All this week, the German media has been admiring Angela Merkel’s handsome new balls. No one knows exactly where or how she got them, but one thing is for sure, Angela Merkel’s glistening balls look nice. Eight years into her tenure, and five years into an economic crisis that has left millions of people in less happy European countries scratching a living together, and – oh – with weeks to go before a general election, the head of the German government has realized what’s wrong with Europe – there are too many unemployed people.
“When things start to become dysfunctional, it is the job of politicians to remedy the situation,” she said to a group of major European newspapers earlier this week. “Youth unemployment has been much too high in some countries for many years and now the crisis has driven it even higher.”
Now, she says? After Greece and Cyprus and Spain and Portugal have been brought to their knees by five years of protests and general strikes and unemployment, and Greece has been downgraded so far it now counts as an “emerging market.”
“No shit,” replied the assembled correspondents. “And who pushes the wheelbarrow for those big metallic testicles?”
But then, before their eyes, those large orbs expanded even more. For the chancellor had identified where all those other countries had gone wrong – they weren’t Germany: “We in Germany have learned a lot from successfully reducing unemployment by means of structural reform since reunification and we can now bring that experience to bear.”
“Gosh,” the reporters exclaimed. “Those gonads are a marvel of evolution.”

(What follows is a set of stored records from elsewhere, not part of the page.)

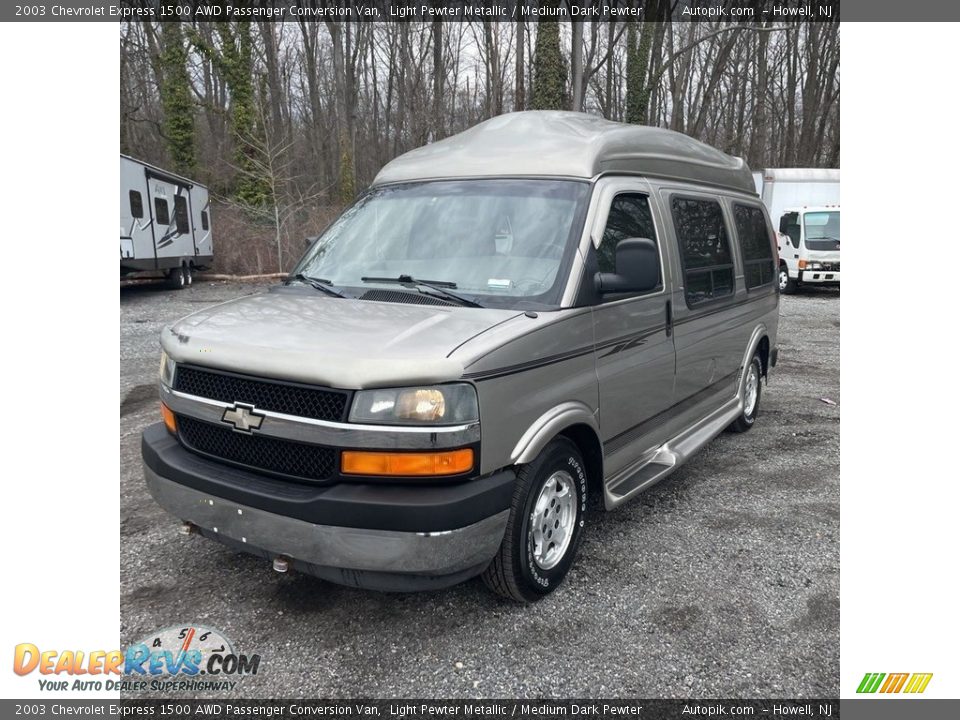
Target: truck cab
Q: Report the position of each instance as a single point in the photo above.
(809, 247)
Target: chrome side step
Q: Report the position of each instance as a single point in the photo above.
(654, 467)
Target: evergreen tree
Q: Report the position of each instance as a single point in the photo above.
(177, 101)
(347, 186)
(235, 60)
(549, 68)
(638, 60)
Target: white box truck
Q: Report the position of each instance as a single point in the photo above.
(804, 204)
(164, 223)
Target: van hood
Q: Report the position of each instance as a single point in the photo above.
(343, 343)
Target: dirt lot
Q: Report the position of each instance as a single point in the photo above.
(722, 581)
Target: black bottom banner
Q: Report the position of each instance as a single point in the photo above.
(426, 709)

And that was not all. Merkel’s big balls had a trick up their sleeve. They’d been souped up. At Wednesday’s conference of all 28 EU labour ministers, they sprouted what German Labour Minister Ursula von der Leyen described as a “a colourful bunch” of measures to combat youth unemployment – €6 billion would be invested in training young people, and providing more apprenticeships, and expanding student exchange programmes. None of these measures, you might notice, are actually aimed at creating the jobs that the young people are meant to occupy once their apprenticeships are over. There was even talk of deregulating the labour market – making it easier to sack people – one of the reasons why positions with temporary contracts had become so widespread in the first place.
Wednesday’s spectacle was rightly denounced as an election campaign event – even, quietly, by the Spanish government that took part in it. It was a well-worn conservative government ploy: after years of “austerity,” suddenly coming over all generous when there’s an election coming up.